Distributed Transactions

A user books a flight, reserves a hotel, and rents a car. Three separate services. Three separate databases. The flight booking succeeds. The hotel reservation fails. The flight is booked but the hotel isn't. The user has an incomplete trip.

This is a distributed transaction problem. Multiple services must either all succeed or all fail. Without coordination, partial failures leave the system in an inconsistent state.

When You Need Distributed Transactions

Previous articles covered consistency models—how systems handle data visibility across replicas. Distributed transactions address a different problem: multi-step operations that span services.

In a monolithic application, you wrap operations in a database transaction:

BEGIN TRANSACTION;
  UPDATE accounts SET balance = balance - 100 WHERE id = 1;
  UPDATE accounts SET balance = balance + 100 WHERE id = 2;
COMMIT;

Either both updates succeed or both rollback. The database guarantees atomicity.

But microservices architectures use one database per service. The Order Service has its own database. The Payment Service has its own. The Inventory Service has its own. A single database transaction cannot span them.

When a checkout request arrives, you must:

Create order in Order Service
Charge payment in Payment Service
Decrement inventory in Inventory Service

All three must succeed or all must rollback. How do you coordinate this?

Two-Phase Commit (2PC)

Two-Phase Commit is a protocol for atomic commitment. It uses a coordinator to orchestrate the transaction across multiple participants (databases or services).

2PC works in two phases:

Phase 1: Prepare

The coordinator sends a "prepare" message to all participants.

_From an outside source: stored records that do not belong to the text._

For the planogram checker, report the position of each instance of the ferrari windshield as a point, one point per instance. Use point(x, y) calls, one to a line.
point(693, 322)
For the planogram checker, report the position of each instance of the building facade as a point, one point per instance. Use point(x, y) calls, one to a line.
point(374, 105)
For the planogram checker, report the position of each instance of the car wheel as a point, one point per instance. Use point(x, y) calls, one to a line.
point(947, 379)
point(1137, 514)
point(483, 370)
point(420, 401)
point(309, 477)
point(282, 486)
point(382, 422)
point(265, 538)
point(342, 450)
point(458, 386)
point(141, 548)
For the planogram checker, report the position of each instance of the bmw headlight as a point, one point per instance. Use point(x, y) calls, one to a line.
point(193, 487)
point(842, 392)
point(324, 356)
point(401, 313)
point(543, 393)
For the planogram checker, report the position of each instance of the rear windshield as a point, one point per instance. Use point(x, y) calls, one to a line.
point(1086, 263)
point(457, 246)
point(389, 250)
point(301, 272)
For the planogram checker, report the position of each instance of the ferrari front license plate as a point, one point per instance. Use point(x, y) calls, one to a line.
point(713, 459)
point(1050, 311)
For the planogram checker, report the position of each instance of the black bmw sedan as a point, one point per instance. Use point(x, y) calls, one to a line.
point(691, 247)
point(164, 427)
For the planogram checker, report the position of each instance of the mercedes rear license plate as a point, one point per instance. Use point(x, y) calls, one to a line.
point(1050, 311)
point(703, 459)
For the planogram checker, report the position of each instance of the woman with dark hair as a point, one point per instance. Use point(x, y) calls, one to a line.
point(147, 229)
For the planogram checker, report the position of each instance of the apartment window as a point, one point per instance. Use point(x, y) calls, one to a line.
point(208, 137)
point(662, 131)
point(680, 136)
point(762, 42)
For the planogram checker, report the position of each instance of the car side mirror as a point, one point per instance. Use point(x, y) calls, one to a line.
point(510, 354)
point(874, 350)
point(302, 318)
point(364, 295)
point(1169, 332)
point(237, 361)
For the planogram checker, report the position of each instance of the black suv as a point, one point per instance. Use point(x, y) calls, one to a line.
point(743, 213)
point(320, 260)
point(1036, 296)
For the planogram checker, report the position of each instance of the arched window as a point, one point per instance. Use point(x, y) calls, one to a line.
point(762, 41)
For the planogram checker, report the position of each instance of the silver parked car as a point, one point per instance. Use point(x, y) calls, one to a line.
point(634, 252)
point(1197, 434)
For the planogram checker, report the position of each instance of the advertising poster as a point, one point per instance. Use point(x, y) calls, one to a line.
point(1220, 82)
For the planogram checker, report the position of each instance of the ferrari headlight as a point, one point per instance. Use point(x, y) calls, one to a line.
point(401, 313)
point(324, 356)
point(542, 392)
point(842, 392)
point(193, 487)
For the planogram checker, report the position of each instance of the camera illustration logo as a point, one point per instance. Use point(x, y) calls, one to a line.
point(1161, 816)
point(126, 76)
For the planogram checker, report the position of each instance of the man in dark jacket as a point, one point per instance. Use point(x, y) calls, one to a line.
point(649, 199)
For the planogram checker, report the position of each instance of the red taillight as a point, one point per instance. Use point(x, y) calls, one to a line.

Each participant executes the transaction up to the point of commit, writes to its transaction log, and locks resources. But it doesn't commit yet.

If the participant can commit, it responds "yes." If it encounters an error, it responds "no" or times out.

The coordinator waits for all responses. If all participants vote "yes," proceed to phase 2. If any participant votes "no," abort.

Phase 2: Commit or Abort

If all participants voted "yes," the coordinator writes "commit" to its transaction log. This is the commit point. The decision is now irrevocable. The coordinator sends "commit" to all participants.

If any participant voted "no," the coordinator sends "abort" to all participants.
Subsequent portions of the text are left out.